You can see that I ran the query against the primary device and that currently the primary is active with the secondary being standby. I will use these active and standby states to monitor the failover cluster, if the primary ever changes away from active then it will be a critical state.
Nagios Setup
The nagios configuration is a 3 step process, first you need to define the command used to do the checks, I put mine in a separate file for each command but you can also just append this to your miscommands.cfg file:
define command{
command_name check_string_snmp
command_line $USER1$/check_snmp -H $HOSTADDRESS$ -C $USER3$ -o $ARG1$ -R $ARG2$
}
This will use the check_snmp plugin that came with the nagios-plugins package to check a case insensitive regular expression.

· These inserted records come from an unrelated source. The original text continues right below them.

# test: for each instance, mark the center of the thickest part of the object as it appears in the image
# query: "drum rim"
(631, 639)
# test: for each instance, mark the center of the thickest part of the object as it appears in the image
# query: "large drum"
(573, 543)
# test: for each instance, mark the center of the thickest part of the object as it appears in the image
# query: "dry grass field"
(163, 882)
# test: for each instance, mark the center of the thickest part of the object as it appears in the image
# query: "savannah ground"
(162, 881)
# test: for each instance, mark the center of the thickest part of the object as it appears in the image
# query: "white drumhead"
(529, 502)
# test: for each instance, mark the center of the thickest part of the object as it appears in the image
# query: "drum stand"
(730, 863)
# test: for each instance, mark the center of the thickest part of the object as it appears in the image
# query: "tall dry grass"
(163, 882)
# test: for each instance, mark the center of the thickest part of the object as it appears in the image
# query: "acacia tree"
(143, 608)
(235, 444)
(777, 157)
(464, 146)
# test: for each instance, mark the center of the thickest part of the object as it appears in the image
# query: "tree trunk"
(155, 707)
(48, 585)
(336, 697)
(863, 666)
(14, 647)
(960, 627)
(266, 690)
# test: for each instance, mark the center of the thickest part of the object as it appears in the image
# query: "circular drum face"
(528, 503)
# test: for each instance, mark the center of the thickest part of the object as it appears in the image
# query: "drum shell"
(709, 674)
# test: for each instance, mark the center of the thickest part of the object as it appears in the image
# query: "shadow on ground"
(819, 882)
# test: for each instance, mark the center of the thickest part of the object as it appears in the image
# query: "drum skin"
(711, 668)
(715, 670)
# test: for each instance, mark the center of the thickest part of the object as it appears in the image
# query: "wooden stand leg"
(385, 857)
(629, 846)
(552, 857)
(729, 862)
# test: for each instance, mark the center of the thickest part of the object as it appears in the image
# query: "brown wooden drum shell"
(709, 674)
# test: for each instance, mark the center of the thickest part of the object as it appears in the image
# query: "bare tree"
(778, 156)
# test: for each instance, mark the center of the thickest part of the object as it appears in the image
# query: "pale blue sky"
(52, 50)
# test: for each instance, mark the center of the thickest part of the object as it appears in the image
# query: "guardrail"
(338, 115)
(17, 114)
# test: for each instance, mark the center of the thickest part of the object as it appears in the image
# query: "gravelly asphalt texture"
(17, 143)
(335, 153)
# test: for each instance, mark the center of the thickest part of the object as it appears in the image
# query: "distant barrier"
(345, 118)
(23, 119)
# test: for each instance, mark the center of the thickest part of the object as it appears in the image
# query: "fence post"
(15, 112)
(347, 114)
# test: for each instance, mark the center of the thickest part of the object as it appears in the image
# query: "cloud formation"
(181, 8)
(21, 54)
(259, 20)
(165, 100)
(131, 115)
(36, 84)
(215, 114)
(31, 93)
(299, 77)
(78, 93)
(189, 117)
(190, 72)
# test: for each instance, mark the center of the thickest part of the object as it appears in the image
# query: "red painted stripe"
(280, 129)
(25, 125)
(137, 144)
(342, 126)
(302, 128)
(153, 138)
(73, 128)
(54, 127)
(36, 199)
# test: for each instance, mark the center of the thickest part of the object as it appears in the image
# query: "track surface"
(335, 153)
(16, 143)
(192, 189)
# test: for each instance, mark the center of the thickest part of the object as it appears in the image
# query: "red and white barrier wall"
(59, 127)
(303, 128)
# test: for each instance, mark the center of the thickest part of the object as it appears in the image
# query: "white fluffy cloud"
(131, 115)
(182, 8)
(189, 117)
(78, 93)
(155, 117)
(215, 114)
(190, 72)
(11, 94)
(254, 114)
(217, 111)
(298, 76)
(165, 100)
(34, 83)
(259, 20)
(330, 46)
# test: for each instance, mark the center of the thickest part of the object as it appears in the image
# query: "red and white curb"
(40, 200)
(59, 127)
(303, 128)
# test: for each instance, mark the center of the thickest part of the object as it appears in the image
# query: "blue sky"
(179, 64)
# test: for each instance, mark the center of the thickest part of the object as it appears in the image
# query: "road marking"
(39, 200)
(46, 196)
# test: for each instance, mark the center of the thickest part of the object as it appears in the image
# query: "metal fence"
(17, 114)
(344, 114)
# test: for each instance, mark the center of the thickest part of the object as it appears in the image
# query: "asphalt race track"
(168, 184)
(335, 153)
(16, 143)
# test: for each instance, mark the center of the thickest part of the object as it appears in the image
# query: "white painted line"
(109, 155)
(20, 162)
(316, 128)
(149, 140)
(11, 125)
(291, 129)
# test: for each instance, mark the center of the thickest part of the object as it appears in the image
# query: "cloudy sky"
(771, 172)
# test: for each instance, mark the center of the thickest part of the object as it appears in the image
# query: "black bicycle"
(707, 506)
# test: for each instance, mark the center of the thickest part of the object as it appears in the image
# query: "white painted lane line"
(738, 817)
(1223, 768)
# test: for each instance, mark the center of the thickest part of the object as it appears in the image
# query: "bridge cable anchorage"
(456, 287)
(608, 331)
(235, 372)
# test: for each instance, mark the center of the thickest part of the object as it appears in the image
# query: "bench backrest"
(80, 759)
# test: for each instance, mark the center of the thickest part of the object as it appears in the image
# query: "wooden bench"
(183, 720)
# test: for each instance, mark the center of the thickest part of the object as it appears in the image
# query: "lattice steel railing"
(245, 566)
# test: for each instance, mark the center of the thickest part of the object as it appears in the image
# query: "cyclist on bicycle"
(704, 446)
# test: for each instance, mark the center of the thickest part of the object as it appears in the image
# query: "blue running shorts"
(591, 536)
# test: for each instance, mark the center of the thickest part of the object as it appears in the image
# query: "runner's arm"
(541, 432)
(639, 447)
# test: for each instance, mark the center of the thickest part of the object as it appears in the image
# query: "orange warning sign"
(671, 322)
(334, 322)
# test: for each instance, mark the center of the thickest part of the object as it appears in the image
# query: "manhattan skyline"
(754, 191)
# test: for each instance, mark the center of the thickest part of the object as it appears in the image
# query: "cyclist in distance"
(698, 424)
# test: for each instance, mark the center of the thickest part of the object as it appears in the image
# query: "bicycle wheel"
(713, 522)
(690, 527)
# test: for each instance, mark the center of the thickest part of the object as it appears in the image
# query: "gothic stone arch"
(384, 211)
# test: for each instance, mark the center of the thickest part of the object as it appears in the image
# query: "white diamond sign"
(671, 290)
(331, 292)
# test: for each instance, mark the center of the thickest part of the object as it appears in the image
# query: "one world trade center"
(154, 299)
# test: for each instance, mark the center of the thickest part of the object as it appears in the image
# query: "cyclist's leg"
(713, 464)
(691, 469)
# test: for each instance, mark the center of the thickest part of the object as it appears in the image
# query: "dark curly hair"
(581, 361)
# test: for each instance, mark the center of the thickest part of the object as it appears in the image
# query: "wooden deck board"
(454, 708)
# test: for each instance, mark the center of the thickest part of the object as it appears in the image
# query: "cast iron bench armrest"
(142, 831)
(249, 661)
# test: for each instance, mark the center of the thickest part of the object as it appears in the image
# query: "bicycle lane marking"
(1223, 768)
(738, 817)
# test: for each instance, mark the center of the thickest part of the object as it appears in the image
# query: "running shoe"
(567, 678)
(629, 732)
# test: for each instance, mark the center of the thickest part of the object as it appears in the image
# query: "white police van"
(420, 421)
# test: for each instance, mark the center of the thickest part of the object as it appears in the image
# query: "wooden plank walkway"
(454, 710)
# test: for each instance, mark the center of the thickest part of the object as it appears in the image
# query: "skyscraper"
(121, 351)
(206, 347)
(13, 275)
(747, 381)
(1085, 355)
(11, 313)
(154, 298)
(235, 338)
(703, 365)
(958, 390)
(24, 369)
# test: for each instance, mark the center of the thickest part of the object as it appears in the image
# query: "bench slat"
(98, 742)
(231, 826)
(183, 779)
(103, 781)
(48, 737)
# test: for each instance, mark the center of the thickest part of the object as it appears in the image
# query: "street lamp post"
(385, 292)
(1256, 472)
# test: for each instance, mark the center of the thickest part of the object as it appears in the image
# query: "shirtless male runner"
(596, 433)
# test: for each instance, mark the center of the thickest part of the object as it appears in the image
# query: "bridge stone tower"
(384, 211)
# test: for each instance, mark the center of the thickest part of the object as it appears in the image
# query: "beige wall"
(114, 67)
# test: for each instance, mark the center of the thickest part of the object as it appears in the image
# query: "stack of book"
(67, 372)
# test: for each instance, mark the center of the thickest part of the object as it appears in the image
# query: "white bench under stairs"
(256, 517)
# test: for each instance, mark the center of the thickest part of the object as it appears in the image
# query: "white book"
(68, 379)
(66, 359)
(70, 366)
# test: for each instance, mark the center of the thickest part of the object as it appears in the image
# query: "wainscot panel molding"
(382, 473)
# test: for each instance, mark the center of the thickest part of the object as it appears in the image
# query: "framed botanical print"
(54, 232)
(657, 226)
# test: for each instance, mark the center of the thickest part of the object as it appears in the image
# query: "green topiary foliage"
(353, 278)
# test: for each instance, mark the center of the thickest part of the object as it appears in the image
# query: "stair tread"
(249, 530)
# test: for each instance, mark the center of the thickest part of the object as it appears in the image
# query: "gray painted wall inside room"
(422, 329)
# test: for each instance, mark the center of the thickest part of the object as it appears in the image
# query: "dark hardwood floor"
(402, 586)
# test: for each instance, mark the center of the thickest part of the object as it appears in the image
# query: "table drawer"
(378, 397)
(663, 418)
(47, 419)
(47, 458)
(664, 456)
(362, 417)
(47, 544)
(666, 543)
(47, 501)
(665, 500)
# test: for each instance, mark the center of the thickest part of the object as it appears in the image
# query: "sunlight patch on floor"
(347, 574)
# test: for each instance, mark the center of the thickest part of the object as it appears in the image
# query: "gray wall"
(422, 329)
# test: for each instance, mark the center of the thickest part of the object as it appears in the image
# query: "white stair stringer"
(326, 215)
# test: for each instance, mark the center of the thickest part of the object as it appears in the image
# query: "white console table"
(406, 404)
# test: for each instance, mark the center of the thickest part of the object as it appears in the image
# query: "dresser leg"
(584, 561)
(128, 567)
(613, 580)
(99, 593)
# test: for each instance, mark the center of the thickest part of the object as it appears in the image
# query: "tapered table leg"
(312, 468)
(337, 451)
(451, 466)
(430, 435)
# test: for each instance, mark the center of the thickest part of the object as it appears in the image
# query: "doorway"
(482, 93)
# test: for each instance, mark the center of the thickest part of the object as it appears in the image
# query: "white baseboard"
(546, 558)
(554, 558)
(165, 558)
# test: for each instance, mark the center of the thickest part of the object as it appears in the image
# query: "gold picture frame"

Now assuming you already have host definitions for your firewalls, add the following service definition:
define service {
host_name fw1-pri.mydomain.com
service_description Primary Active
check_command check_string_snmp!CISCO-FIREWALL-MIB::cfwHardwareStatusValue.primaryUnit!active
max_check_attempts 1
contact_groups sysadmin-email
use generic-service-template
}
define service {
host_name fw1-pri.mydomain.com
service_description Secondary Standby
check_command check_string_snmp!CISCO-FIREWALL-MIB::cfwHardwareStatusValue.secondaryUnit!standby
max_check_attempts 1
contact_groups sysadmin-email
use generic-service-template
}
It's worth mentioning again that for this to work you should already have a working Nagios setup, including the ability to do SNMP queries etc, general Nagios setup help is out of scope for this document.
Now if you reload your Nagios configuration, your firewalls will be monitored and you should get alerts whenever the failover state changes.